You’ll Go Broke Eventually If You Play Every Hand

This post received overwhelmingly positive feedback from my public Twitter community.  It is advice that I gave to a friend of mine a few years ago when he would ask me about multiple different trades per day, every day. Just as in poker, playing “every hand” is a sure way to go broke, so is trading “every hand” in the market.

Years ago, I thought my job as a “trader” was to trade every hand, every day. If something started to move, I felt it was my obligation to go after it. As a result, this caused a significant amount of over-trading, excess losses and cutting some potentially big winners short. FOMO, fear of missing out, causes many to drastically overtrade in pursuit of catching the “next big trade”. Traders often get out of a profitable winning trade simply because they lose patience with it, to move money into a seemingly better trade.
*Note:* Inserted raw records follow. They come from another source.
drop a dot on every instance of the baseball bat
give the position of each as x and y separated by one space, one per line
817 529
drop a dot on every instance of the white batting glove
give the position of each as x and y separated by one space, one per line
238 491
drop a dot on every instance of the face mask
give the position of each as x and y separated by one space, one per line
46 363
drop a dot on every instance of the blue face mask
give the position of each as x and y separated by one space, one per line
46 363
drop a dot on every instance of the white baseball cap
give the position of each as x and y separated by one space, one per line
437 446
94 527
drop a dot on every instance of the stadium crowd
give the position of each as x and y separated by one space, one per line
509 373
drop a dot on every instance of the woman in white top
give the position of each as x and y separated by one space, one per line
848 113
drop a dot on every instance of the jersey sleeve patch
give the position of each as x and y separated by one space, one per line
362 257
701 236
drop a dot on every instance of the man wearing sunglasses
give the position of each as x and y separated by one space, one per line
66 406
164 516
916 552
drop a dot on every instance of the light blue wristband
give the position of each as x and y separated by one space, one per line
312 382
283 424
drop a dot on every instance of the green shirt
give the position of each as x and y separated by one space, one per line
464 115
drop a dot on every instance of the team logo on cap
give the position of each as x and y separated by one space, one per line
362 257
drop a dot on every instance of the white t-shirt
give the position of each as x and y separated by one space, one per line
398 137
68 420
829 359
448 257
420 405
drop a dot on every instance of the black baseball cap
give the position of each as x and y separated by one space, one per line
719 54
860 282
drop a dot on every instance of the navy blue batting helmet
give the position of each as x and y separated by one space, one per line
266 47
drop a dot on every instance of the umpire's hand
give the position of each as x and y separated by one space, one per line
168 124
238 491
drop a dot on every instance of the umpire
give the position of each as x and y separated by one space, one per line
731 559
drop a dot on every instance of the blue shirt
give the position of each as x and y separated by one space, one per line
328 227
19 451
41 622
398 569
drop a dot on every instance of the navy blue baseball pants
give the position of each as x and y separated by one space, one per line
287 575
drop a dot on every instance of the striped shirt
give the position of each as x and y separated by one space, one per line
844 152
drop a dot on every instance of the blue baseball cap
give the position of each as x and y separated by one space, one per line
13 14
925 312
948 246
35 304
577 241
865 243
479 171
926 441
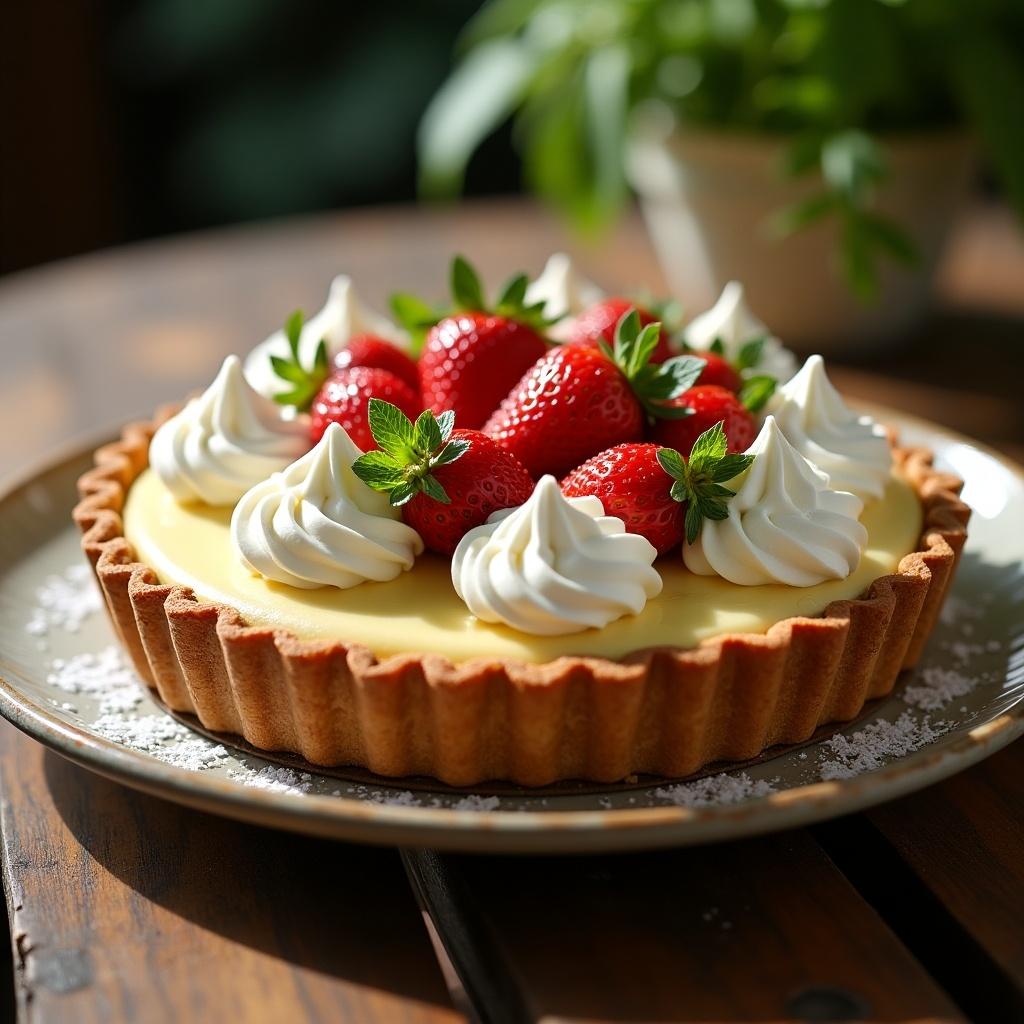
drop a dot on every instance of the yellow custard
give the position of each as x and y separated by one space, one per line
420 611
Often, the end result is the prior trade continues much higher, the new trade doesn’t work out, and once again, the trader would have been better off to do nothing and just sit in their winner.

I woke up to this reality over a decade ago, after seeing a few big early winners continue higher without me, as I chased one stock after another. This point was crystallized when I read about Jesse Livermore, and his key concepts of the big money being in the big move, and “sitting” in big winners. As I developed as a trader and moved into the systematic trading realm, I devoted a considerable amount of time to system design, diversification and position sizing. Now, when I get into a trade, I size the risk accordingly, set my stops based on pre-defined criteria, and then I do nothing. Everyone wants big winners, but not everyone has the patience to sit in a protracted uptrend.
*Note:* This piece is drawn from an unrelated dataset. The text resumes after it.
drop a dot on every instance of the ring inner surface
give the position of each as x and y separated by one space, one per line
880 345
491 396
My position management follows a few key basic premises:

Does my overall risk exposure and allocation allow me to add another position?

Does the technical setup and chart fit into my technical process or not? If it does, then it is open to further analysis, if not, I pass. 

By trading with a rules-based process, once the trade is placed, and the stop is in, there is nothing left to do but let the trade go to work. Stops in, emotions out. By approaching trading this way, I avoid cutting positions early simply to move into another position that “looks” better or more promising. Some trades work out, some do not, but jumping from trade to trade with no rules-based approach is often very costly.